I have a wandering mind. I rarely live in the present because I am forever trying to figure out my past or worrying about my future. It’s crazy. A Harvard study discovered that most people spend 47% of their day with wandering thoughts. We are missing life. This study calls this state of wandering “perpetual slumbering.”
I have desired to live with mindfulness for some years now, and I am finding it very hard. I have bought journals and books to help with mindfulness. I have not used them because I am too busy wandering or wondering about “what now.” The term ”mindfulness” seems such an eastern religious term like Buddhist or New Age or something I don’t want to get involved in their practices. So I weave in and out of trying to be mindful and trying to be—-could it be legalistic?
Legalistic Versus Love
Legalism is a killer of many things, and the Gospels seem to say, a killer of all things Jesus. A sincere study of the Gospels, writings by eye-witnesses that spent three years in a close relationship with Jesus, teaches that Jesus was mindful and not in a hurry. Not in a hurry, even though he knew he only had three years to change the religious powers from legalistic law to faith and love. And Jesus only had a few “unlearned” men and a few women to teach the most important message ever given. Yes, the Gospels tell of him losing his patience with some and being angry at a few, but mostly He loved. He knew eternity past and future but stayed mindfully in the present. How?
It’s A God Thing
What made him go to a well in Samaria to meet a woman who needed to know she was loved and that she would never have to thirst for love again?
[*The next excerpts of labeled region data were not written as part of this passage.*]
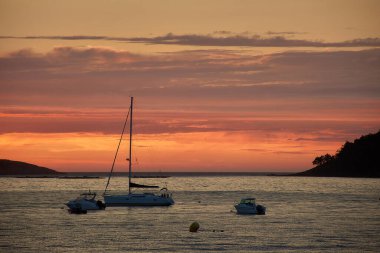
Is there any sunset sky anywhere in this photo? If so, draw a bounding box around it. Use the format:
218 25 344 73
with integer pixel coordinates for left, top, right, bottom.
0 0 380 172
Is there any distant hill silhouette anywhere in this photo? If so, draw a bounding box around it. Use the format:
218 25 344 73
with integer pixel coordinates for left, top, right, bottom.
294 131 380 178
0 159 62 175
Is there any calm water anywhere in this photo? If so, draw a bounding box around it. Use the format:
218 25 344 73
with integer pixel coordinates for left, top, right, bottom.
0 176 380 252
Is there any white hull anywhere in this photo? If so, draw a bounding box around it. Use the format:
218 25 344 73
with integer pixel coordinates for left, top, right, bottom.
235 204 266 214
104 193 174 206
235 204 257 214
66 199 101 210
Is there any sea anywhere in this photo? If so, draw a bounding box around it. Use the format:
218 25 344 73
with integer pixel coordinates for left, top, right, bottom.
0 175 380 253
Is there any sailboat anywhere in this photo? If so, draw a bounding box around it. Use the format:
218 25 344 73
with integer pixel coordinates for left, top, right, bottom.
103 97 174 206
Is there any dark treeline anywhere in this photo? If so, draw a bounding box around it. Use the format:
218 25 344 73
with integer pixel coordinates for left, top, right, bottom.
296 131 380 177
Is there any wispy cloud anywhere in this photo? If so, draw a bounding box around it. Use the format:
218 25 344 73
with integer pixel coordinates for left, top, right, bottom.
0 47 380 137
0 31 380 47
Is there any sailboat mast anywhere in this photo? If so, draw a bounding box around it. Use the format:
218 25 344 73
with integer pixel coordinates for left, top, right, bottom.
128 97 133 194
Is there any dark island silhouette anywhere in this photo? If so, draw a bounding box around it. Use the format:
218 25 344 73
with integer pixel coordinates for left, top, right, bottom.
0 159 63 175
293 131 380 178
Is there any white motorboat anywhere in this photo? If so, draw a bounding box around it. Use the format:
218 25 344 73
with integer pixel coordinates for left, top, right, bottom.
235 198 266 214
103 97 174 206
66 191 106 211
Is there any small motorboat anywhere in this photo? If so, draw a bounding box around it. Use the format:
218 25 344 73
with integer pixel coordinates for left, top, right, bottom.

Why did he choose one of many disabled and sick people waiting at the side of a pool in Bethsaida? How else could He be aware that someone had touched the hem of his gown or that Zaccheus was up in a tree? Or, for that matter, that Zaccheus’ heart was ready to be redeemed? Of course, he was God, and God knows these things, but isn’t God in us as believers? (I John 4:15-17) Isn’t God asking us who have accepted the atonement of Jesus to be Jesus in the world? Wouldn’t that also mean being mindful and aware of God’s direction in our life?
I think so, but I want to wander around in these thoughts for a while. I’ll let you know how my journey is going.